Uit het FNV-onderzoek blijkt dat een derde van de zorgmedewerkers minder vrij konden nemen. In branches waar met jaarurensystematiek wordt gewerkt, zoals in de kinderopvang, is geschoven met uren, waardoor ze minder verlof konden opbouwen. Voor alle zorg- en welzijnsmedewerkers geldt dat 33 procent van met de huidige urenverdeling onvoldoende tot rust kan komen. In de kinderopvang is dit 36 procent.
Opvallend is dat de verschillende maatregelen om de administratieve lasten tijdens de corona-pandemie terug te dringen, weinig effect lijken te hebben gehad. Bijna de helft van de medewerkers geeft aan dat ze de afgelopen anderhalf jaar juist méér administratieve taken erbij kreeg. Dit geldt vooral voor de kinderopvang, de apotheken en de jeugdzorg.
Papierwinkel
Daarmee lijkt de papierwinkel in de sector onverminderd door te groeien, aldus de FNV. Gemiddeld bestaat twee derde van de werkdag van een zorg/hulpverlener uit direct contact met cliënten, patiënten en kinderen.
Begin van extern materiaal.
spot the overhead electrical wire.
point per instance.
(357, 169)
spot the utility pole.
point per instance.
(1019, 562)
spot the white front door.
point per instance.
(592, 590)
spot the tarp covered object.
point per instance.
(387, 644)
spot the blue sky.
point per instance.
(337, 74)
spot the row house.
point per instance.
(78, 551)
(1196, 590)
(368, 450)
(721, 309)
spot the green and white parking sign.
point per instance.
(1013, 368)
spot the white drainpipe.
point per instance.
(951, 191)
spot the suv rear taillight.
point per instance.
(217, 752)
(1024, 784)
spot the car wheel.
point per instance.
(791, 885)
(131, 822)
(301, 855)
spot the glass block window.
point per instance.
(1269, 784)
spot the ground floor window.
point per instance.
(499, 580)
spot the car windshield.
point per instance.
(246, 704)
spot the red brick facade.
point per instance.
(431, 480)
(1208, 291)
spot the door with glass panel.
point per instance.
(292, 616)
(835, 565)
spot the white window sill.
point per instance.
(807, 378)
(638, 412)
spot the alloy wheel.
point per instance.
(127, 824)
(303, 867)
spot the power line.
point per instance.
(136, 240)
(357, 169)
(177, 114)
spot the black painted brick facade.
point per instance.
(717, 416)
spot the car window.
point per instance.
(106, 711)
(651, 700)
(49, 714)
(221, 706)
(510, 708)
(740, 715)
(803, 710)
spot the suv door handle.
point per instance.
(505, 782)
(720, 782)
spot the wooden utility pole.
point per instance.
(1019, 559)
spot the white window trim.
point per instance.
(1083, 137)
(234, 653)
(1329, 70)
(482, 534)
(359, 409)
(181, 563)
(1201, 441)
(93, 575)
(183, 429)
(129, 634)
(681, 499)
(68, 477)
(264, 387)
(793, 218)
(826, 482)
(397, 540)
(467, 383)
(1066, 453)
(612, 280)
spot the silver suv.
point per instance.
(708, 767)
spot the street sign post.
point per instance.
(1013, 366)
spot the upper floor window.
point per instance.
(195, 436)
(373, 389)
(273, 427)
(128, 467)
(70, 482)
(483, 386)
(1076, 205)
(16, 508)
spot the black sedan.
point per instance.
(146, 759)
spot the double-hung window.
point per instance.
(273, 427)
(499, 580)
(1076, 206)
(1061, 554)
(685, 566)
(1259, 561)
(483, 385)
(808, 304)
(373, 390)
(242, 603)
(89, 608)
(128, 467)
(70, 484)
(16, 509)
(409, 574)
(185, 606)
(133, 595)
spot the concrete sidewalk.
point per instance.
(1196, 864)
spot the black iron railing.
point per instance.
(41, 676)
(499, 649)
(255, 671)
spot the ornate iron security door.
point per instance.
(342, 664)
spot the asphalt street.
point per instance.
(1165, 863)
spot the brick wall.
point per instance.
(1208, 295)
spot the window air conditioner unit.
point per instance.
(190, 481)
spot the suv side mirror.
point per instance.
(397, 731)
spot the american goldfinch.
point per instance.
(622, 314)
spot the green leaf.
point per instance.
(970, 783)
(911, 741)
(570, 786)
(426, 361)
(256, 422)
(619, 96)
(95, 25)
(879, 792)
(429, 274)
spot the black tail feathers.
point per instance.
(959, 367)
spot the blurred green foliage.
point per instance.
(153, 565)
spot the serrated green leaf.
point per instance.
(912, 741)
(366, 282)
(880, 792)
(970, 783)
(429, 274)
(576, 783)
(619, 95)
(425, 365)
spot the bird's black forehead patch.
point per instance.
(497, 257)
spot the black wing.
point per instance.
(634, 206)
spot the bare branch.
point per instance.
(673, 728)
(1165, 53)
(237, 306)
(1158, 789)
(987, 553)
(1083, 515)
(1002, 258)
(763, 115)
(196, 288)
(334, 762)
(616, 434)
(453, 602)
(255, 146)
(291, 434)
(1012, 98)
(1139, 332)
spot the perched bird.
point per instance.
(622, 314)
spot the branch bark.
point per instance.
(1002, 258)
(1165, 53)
Het restant van de dag vullen zij met administratieve taken en met schoonmaken.
Een op de vijf medewerkers overweegt om deze redenen werk te zoeken in een andere sector. Ook hier scoort de kinderopvang met 24 procent bovengemiddeld hoog.
Veilige plek
De kinderopvang wordt wel als een relatief veilige plek om te werken beschouwd. 29 procent van de deelnemers aan het onderzoek voelt zich altijd veilig op de werkvloer. In de kinderopvang is dit 38 procent. Dit is overigens wel een grote achteruitgang vergeleken met twee jaar geleden, toen dit cijfer nog 58 procent bedroeg. De reden hiervoor is niet bekend.